Carried along on the stream of his words, uttered in a low, impassioned voice, Kathleen could only feel more and more bemused, and she couldn't even begin to grasp at the significance of them—that he loved her as much as she loved him, and the separation that loomed ahead of them would be a thing of mutual agony. And she wasn't capable of attempting to probe anything at all just then.
"Must we part, Miguel?" she heard herself whispering in a kind of anguish, and he laid his dark cheek against her flushed one, and said sadly that there was no help for it.
"It is unavoidable that we part, sweetheart. And it is just as unavoidable that I go to Paris. So many things
in Life are unavoidable!" and he sighed and let her go.
Paris! . . . Carmelita!
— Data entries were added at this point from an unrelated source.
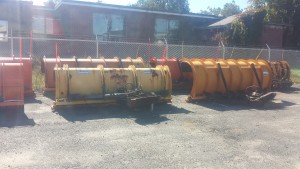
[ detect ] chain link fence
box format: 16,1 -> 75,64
0,37 -> 300,69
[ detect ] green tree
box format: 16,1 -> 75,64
248,0 -> 300,24
200,1 -> 242,17
133,0 -> 190,13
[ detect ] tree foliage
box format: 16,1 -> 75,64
133,0 -> 190,13
200,1 -> 242,17
214,10 -> 266,46
248,0 -> 300,24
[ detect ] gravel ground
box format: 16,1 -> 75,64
0,85 -> 300,169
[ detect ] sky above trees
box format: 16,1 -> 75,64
33,0 -> 248,13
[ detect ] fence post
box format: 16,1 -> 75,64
181,41 -> 183,58
55,42 -> 58,65
10,28 -> 14,57
96,34 -> 99,58
266,44 -> 271,62
29,31 -> 32,58
164,38 -> 169,59
221,41 -> 225,59
19,37 -> 23,62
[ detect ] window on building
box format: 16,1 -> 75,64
32,16 -> 54,35
93,13 -> 124,40
154,18 -> 179,40
0,20 -> 8,41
She looked at him fearfully.
"You are so lovely, my dear one." He lifted her hands and kissed them lingeringly, turning the soft wrists over so that his lips might lie against the spot where the eager pulses pounded. "You are a white flower of loveliness, and these delicate fingers hold my heart. Remember that while I am away, and whenever there is a moment of doubt! Miguel de Chaves h
as placed his heart in your hands, and that much of him you will possess always!"
She didn't know how to answer him, and she didn't even know how to thank him for his gift. But her lips trembled, as a violent reaction after so much sudden emotion swept over her, and he saw it and bent and kissed them tenderly.
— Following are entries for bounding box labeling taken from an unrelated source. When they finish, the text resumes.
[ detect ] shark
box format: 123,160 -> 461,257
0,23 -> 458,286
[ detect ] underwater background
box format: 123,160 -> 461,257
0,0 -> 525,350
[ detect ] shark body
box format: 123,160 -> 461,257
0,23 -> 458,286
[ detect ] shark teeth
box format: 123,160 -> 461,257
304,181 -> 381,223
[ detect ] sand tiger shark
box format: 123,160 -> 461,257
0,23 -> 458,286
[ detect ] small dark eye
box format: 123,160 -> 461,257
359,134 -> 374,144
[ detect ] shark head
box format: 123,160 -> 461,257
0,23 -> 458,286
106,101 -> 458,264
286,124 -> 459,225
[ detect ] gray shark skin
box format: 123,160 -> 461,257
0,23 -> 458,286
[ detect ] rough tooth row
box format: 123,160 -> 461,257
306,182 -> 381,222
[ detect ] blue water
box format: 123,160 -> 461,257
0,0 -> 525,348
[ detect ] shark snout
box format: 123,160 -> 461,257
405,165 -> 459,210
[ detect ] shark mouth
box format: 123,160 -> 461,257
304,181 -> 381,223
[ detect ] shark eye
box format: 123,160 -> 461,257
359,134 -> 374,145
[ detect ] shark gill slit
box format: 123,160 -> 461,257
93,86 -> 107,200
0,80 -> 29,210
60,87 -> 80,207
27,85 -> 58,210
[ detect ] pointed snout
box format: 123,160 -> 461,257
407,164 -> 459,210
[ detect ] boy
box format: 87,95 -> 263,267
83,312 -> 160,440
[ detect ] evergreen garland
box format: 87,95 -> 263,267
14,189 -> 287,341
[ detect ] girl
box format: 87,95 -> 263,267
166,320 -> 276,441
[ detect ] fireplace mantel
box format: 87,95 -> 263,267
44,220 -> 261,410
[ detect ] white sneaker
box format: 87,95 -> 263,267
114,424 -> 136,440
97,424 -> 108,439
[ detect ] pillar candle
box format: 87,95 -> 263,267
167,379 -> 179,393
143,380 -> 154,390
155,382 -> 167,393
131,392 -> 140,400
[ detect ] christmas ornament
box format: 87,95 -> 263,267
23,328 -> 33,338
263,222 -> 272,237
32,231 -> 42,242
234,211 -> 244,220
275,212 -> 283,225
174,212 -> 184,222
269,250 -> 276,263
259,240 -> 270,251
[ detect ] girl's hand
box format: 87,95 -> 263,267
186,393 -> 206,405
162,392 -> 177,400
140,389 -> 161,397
"You are tired, sweet one, and all this has been rather much for you, on top of your sad little evening! And now you must go back to the house and to bed, and I want you to sleep and forget everything until the morning."
"But—in the morning you will be gone!" she faltered despairingly. "Won't I even see you in the morning, Miguel, before you leave? Won't you at least come up to the nurseries and say goodbye to the children?"
"In the morning I shall be gone before ever you are awake—I hope!" He touched her eyes gently with his sensitive finger-tips. "These lovely eyes need sleep!"
She never remembered very clearly that return to the house, except that she knew his hand was once more under her elbow, and this time they both knew it had a right to be there. She had hurled herself into his arms at the first sign that he wanted her to be there, and what more natural, before they finally parted, than that he should gather her into his arms and kiss her with deep passion that once more melted her bones? In fact, the responsive passion that flamed through her veins was rather frightening to one who had never experienced anything like it before, and when at last he
put her gently away from him—before they emerged on to the open space before the house—she was trembling and uncertain and by no means clear-headed enough to frame coherent speech.
"Goodnight, my heart," Miguel said. "And au revoir!" he added, softly.
Kathleen crossed the floor of the library without seeing any of its opulent magnificence, and half-way up the stairs she heard the french windows through which she had passed in a daze close quietly.
Miguel had followed her into the house, but in a few hours he would have gone away from it. The house would seem unbearably empty!